Ben-Gvir e soci sono seguaci di un sionismo religioso revisionista, che nulla ha a che vedere con il sionismo laico promosso da Theodor Herzl alla fine dell’Ottocento. In Der Judenstaat, colui che viene definito come “il padre spirituale dello Stato ebraico” descrive un disegno sionista che ha poco a che vedere con la religione – Herzl non era praticante – e molto più con un pragmatismo volto a proteggere gli ebrei dall’ondata di antisemitismo globale. Questa confusione di sionismo religioso e laico è fortemente strumentalizzata dalla propaganda anti-israeliana. Anche da figure che conoscono queste dinamiche interne come Ilan Pappé e Noam Chomsky, che con malizia sanno che in Israele questo confine è labile e sottile. Nonostante ciò, resta di dirimente importanza che questo principio venga affermato anche oggi.

Sembrano discorsi sul piano meramente ideali con scarse attuazioni pratiche, ma è il punto cruciale che potrebbe causare la definitiva svolta della centennale vicenda. Che il sogno, coltivato anche da molti grandi israeliani, di due popoli due Stati sia definitivamente tramontato è un fatto che si dovrebbe iniziare a riconoscere. La problematicità intrinseca di premiare Hamas e accoliti della sua fervente attività recente con uno Stato è auto-evidente. Se esiste una via per un unico Stato è chiaro che quello Stato dovrebbe essere Israele, ma se e solo se riuscisse ad affermare la sua laicità, cosa che, ad oggi, non è garantita. Nel mentre, Israele potrebbe approfittare temporaneamente dei metodi poco ortodossi di Donald Trump per proporsi come unico credibile risolutore della questione. Si tratterebbe fondamentalmente di un’evoluzione, o di una fase di transizione, del piano ideato dallo storico Benny Morris che prevedeva un coinvolgimento della Giordania, in una federazione o confederazione con i territori palestinesi.

Affinché questo avvenga, gli ostacoli attuali restano. Gli ostaggi israeliani devono essere riportati a casa e non ha senso accontentarsi di mezzi accordi che mai hanno portato da nessuna parte. Viene da chiedersi se il vero errore sia stato accettare la tregua in prima battuta e non interromperla adesso. In ogni caso, la soluzione postuma, che sia un unico Stato in cui Israele riesce a garantire la laicità o una federazione palestinese-giordana, purtroppo non può essere attuata con due milioni di palestinesi in condizioni precarie nella Striscia.
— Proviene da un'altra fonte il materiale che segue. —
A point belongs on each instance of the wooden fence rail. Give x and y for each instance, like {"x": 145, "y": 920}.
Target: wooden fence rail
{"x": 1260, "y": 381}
Ammettere che la Giordania è un interlocutore da considerare parte in causa, visto che il 50-70 per cento dei suoi abitanti è palestinese, è una necessità. Il motivo è proprio quello di cui sopra: la sua maggiore laicità. La Giordania non è storicamente la massima rappresentazione del cavouriano libera Chiesa in libero Stato. Eppure, è su posizioni più morbide in termini di integralismo religioso, garantisce costituzionalmente la libertà di culto con dei limiti, ha al suo interno una corposa minoranza cristiana a cui riserva delle quote nel Parlamento. Si assuma definitivamente un ruolo in questo processo, a patto che Israele faccia lo stesso passo e ritorni alle sue vere origini fondanti.